Fighting from behind a barricade generally required standing up, although standing did not suit another fighter in our front — Abu Bashir, who God had made with one leg shorter than the other. It was very difficult for Abu Bashir to stand and aim his gun at the same time, and the story went that one day he burst out in an appeal to his comrades, making a promise to them, saying, ‘Get me a chair and we’ll rake in the casualties!’

His comrades behind the barricade laughed and laughed while the bullets rained down on them in torrents.

Muhsin fought sitting down for a reason we didn’t understand in the beginning. Naturally, we didn’t know much of anything that was going on at first. Years later we read in an old newspaper a statement by an American official saying in so many words that everyone who supported the Baghdad Pact was fighting for freedom in the Middle East and was a hero in the fight against communism. Some were the fighters from our town who sided with the government, that is the very same boys from the Lower Quarter who were so stingy about firing bullets from the long barrel rifles that the government sent them on mule-back, one of whom was Muhsin, standing behind the millstone.

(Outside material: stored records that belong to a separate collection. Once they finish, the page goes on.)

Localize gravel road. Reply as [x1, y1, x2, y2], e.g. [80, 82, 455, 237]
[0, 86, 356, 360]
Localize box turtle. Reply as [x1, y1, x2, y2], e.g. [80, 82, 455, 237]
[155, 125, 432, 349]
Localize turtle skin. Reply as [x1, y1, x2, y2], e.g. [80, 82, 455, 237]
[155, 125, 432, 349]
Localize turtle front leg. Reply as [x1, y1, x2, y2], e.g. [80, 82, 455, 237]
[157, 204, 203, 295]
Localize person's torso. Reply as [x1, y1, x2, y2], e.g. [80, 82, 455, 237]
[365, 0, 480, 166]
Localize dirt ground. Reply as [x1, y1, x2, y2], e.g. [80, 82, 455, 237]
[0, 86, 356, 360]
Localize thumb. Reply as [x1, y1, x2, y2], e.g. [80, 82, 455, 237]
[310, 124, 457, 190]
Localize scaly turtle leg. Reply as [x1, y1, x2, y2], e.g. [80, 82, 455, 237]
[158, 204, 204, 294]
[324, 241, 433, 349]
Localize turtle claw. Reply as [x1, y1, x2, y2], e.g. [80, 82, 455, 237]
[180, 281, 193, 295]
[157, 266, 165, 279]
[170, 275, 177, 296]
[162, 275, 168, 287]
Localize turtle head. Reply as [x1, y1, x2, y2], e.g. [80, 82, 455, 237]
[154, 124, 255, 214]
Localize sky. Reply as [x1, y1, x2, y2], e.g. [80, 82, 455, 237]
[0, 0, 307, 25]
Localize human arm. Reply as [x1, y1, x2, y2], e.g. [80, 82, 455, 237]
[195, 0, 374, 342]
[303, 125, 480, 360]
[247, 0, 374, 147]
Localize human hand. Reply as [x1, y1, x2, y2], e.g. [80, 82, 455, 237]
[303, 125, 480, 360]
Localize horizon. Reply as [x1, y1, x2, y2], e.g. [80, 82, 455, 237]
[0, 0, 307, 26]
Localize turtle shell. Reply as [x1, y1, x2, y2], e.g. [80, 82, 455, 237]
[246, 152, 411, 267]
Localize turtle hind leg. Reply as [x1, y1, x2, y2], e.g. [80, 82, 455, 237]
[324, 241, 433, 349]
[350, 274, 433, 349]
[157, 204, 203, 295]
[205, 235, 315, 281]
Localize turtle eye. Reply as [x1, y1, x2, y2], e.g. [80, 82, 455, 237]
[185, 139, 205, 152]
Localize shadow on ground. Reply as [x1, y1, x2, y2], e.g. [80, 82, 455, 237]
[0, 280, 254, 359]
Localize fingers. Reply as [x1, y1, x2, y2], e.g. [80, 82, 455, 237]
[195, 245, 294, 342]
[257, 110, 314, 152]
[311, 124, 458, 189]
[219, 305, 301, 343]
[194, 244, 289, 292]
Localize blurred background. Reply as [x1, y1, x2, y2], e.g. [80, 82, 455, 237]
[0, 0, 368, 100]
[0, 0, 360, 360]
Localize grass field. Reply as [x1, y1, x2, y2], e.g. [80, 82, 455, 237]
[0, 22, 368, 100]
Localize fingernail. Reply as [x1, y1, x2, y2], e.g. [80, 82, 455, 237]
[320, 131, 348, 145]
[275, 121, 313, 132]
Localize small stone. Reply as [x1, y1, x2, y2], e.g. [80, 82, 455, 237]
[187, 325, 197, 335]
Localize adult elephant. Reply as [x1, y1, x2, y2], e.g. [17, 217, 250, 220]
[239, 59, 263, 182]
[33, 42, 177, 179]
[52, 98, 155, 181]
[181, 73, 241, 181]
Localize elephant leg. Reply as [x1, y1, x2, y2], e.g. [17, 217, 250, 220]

Actually, we had been more interested in our freedom. We roamed the alleys freely after the headmaster locked the gates of the school with a heavy iron chain the moment the violence erupted and left for his hometown far off in the Batroun district. There was no way he could stay among us, being as he was a member of the Socialist Party. A Christian and a socialist! He had been drawn to socialism from reading so many books that corrupted his mind, according to the school doorman, the one with the fingers of his right hand cut off. We never liked school; it amounted to a series of slaps on the hands with the sharp edges of wooden rulers, bitter cold and the French language. In vain we tried to rein in the enunciation of that language’s sounds and avoid falling into the countless traps in dictation.

We followed after the doorman. He used to play cards, holding them in a strange way, using a hand and a half. He enjoyed it more than staying up in the barricades. We rested assured that he was immersed in a game by the effusion of curses and cigarette smoke. We climbed over the wall with ease, stepping on each other’s shoulders, and jumped inside the school grounds. We wrote nasty things with whatever pieces of chalk we could find. We ate the jar of pickled turnips the supervisor forgot in his office and which he had brought from home to curb his hunger during his long hours at work. Our vengeance was flagrant. We stood on the desks and urinated. We tore the grade books to pieces. We erased the records completely, once and for all. We set the pages on fire and flushed them down the toilet. And before leaving, we rang the bell victoriously, the sound causing some of the neighbours to gather around. We went back to the alleys and ran wild on a never-ending vacation that would last until the revolution was over. That’s what I think we liked about the revolution that ended when American Marines landed on the shores of Lebanon. We had hoped, and some of us were certain it would happen, that the revolution would last a long time and expel school from our lives forever.